The United States leads the ranking with $115 billion, accounting for about a quarter of the world’s investment. Right behind, China and the European Union/UK each weigh in at around 20 percent of the total, confirming how modernization of transmission and distribution systems is now a priority across major economies. But the aggregate figure hides growing tensions: equipment costs have risen and high inflation has pushed up budgets, without necessarily translating into rapid removal of bottlenecks.

The connection queues

Indeed, next-generation connection queues remain outsized in most countries, despite reforms initiated to speed up the bureaucratic process of building network infrastructure. Meanwhile, demand-side connection requests are accelerating: large data centers and high-demand industries are submitting connection requests at a rate that many networks cannot handle. The result is an increasing mismatch between the timing of investment and the timing of development of new loads and facilities, with obvious risks of commissioning delays and congestion.

The dynamics between transmission and distribution is another key junction. BloombergNEF estimates that transmission investment will grow almost twice as fast as distribution over the three-year period 2024-2027: a compound rate of 16 percent versus 9 percent.
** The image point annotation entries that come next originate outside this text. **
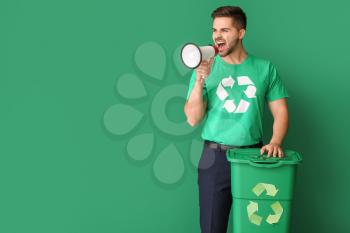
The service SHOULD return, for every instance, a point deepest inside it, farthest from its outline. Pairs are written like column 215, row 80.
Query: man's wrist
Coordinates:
column 279, row 143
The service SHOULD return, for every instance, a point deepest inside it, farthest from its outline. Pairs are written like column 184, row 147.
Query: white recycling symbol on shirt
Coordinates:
column 230, row 104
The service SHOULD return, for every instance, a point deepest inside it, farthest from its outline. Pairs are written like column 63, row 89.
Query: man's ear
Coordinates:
column 241, row 33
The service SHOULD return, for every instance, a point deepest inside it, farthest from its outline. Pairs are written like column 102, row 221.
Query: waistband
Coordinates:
column 217, row 146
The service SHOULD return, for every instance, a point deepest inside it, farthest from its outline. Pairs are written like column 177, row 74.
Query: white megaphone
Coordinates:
column 192, row 55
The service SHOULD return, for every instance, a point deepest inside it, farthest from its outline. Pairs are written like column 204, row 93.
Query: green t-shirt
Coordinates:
column 236, row 95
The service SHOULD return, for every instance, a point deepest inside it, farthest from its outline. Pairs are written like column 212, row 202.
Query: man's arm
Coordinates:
column 195, row 108
column 279, row 112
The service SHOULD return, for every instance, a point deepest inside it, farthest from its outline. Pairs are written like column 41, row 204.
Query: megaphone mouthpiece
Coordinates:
column 192, row 55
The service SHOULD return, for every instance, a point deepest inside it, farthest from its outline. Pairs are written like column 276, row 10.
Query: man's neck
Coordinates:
column 236, row 57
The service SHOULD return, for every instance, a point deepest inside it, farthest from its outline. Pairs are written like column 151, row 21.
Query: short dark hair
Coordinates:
column 236, row 13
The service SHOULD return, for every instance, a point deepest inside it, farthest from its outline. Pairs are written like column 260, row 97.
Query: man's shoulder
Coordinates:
column 260, row 61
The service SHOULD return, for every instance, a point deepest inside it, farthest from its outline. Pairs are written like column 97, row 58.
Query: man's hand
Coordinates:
column 203, row 70
column 273, row 149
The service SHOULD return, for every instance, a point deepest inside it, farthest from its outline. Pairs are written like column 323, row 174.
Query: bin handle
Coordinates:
column 265, row 164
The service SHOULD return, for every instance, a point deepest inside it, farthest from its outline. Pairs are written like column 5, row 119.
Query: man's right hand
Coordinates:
column 203, row 70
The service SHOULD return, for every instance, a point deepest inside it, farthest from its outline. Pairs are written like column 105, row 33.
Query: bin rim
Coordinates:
column 262, row 160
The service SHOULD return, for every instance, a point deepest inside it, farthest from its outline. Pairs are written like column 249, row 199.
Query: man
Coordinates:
column 230, row 90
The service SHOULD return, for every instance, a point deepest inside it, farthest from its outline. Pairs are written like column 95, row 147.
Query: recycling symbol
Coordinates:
column 253, row 207
column 230, row 105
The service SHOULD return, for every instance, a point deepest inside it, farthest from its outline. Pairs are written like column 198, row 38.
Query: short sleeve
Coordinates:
column 191, row 84
column 276, row 89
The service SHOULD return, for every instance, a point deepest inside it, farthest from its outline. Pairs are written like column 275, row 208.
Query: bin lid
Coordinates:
column 253, row 157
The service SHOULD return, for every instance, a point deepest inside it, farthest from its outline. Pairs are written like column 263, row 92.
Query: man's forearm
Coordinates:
column 195, row 107
column 280, row 127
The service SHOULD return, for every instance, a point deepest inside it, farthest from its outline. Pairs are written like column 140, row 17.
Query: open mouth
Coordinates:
column 221, row 45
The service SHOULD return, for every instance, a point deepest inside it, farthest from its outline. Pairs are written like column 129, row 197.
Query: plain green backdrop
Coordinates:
column 61, row 171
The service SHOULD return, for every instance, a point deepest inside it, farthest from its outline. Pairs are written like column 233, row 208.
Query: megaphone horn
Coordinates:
column 192, row 55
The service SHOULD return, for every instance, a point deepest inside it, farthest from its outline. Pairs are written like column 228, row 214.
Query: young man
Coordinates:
column 230, row 90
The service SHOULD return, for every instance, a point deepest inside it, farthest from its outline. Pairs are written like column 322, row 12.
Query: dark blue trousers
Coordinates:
column 215, row 198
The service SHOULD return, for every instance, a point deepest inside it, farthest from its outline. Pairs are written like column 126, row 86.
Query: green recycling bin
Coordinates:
column 262, row 190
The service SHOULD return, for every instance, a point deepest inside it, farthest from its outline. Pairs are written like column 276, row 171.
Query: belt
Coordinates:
column 214, row 145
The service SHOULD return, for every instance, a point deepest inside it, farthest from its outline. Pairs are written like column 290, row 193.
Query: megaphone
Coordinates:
column 192, row 55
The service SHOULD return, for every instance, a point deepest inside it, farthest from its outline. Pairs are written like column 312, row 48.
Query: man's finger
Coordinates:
column 275, row 151
column 280, row 153
column 262, row 150
column 270, row 150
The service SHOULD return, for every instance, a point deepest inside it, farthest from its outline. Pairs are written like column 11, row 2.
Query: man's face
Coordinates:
column 225, row 35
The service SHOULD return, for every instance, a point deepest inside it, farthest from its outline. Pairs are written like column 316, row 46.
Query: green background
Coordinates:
column 62, row 171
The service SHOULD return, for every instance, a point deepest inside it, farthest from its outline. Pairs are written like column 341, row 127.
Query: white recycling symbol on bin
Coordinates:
column 230, row 105
column 253, row 207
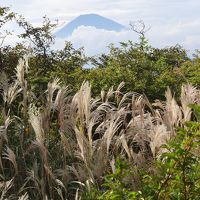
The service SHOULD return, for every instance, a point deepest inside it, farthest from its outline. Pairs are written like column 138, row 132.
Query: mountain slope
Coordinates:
column 94, row 20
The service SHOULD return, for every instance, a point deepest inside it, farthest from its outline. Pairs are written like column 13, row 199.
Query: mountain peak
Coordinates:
column 94, row 20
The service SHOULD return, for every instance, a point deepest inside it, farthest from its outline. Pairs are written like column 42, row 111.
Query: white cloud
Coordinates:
column 172, row 21
column 94, row 40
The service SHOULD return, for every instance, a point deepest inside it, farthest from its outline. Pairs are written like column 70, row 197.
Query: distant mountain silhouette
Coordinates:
column 94, row 20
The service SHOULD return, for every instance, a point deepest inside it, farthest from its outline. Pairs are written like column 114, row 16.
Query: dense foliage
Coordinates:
column 113, row 131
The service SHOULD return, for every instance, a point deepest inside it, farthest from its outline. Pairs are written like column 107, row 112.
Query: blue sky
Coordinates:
column 171, row 21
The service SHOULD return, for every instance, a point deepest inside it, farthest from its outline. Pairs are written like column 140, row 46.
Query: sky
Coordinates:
column 172, row 21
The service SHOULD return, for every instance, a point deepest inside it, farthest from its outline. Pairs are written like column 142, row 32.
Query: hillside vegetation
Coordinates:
column 128, row 128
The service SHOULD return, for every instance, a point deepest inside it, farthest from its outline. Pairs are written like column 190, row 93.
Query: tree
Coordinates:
column 5, row 16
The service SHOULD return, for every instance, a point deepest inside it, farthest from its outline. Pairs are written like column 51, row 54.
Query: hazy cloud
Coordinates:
column 171, row 21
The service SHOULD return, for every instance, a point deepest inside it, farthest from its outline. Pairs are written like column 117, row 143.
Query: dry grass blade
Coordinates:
column 8, row 154
column 5, row 187
column 24, row 197
column 35, row 118
column 11, row 93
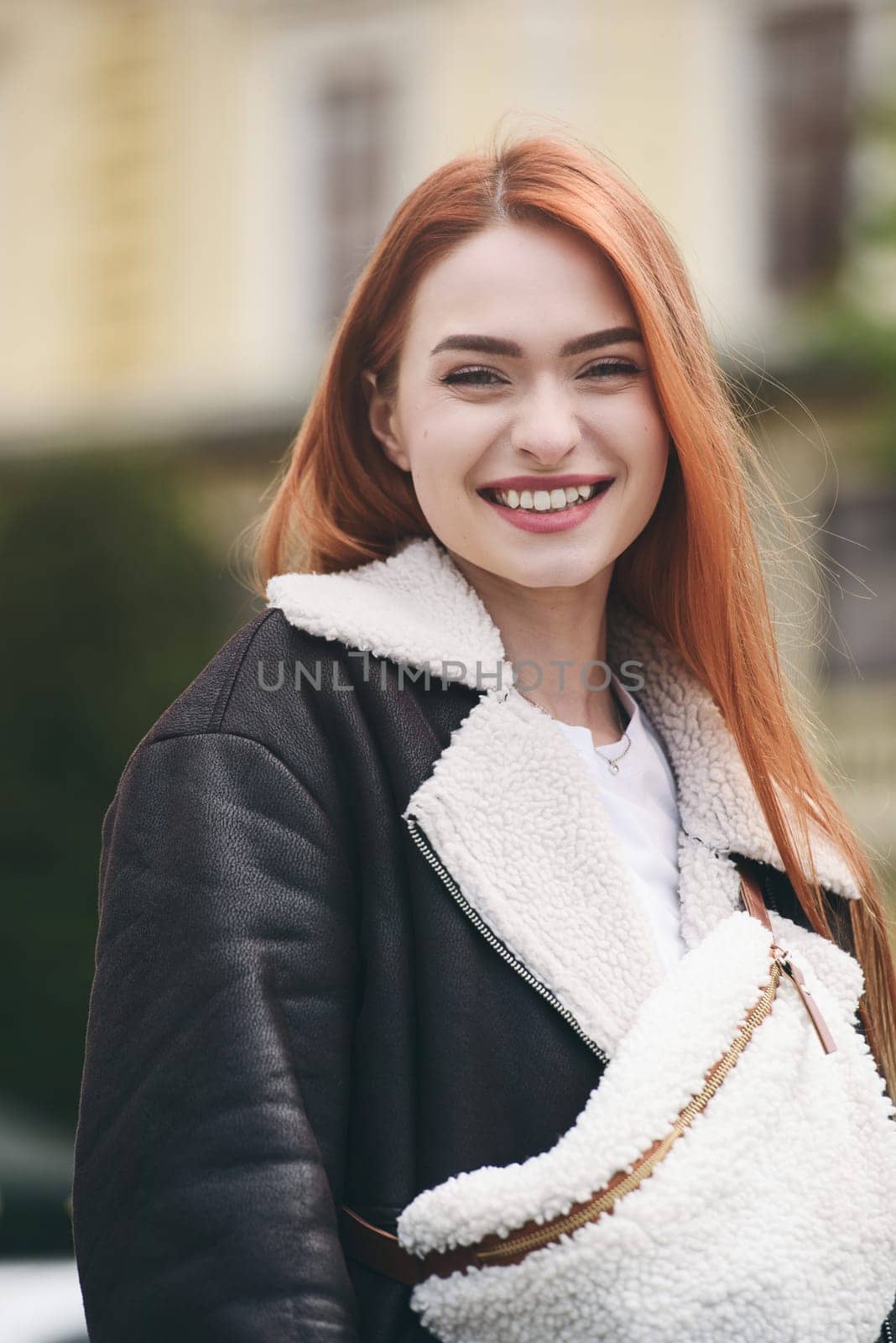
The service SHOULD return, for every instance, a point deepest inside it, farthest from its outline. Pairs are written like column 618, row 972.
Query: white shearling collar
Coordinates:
column 418, row 608
column 510, row 809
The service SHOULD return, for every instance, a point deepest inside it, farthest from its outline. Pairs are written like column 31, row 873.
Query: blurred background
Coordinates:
column 188, row 190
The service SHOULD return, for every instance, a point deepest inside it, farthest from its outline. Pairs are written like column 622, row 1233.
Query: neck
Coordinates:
column 555, row 637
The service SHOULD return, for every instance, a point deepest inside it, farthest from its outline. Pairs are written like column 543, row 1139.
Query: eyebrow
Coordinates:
column 497, row 346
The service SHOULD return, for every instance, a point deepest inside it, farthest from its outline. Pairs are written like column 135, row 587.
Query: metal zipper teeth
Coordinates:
column 640, row 1172
column 494, row 942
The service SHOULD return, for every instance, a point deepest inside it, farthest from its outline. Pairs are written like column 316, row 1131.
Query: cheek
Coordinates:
column 640, row 436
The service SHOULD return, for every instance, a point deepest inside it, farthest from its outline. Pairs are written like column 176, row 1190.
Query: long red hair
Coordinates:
column 695, row 572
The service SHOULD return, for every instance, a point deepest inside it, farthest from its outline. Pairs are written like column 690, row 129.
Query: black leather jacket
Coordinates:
column 290, row 1011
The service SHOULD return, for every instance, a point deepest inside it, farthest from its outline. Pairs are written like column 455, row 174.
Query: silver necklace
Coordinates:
column 612, row 762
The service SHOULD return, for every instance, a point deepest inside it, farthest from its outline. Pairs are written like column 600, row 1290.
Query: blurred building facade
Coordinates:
column 190, row 188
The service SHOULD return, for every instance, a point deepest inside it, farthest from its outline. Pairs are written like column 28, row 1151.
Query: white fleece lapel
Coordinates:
column 510, row 809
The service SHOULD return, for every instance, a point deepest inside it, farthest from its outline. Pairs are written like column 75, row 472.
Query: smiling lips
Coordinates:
column 542, row 510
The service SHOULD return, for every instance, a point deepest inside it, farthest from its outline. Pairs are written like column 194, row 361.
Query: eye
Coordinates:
column 477, row 375
column 612, row 366
column 468, row 376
Today, distribution still absorbs more capital, but overtaking could come by the end of the decade if the trend remains unchanged. In transmission, the increase is driven by specific projects: long-distance connections to integrate large renewable hubs, new substations, and high-voltage direct current lines, essential assets to transport power over large backbones with lower losses and greater control.

Supply chains are strained

“Grid expansion is a complex issue and will be decisive for a successful energy transition,” notes Peter Wall, head of grid research at BloombergNEF. “Even with more investment, significant barriers remain to meeting the needs of new generation and demand in time. With data centers and industrial electrification driving up consumption, investors need to consider how essential timely grid expansion is to connect not just new demand, but all the generation needed to ensure continuity and reliability after more than a decade of stagnation.”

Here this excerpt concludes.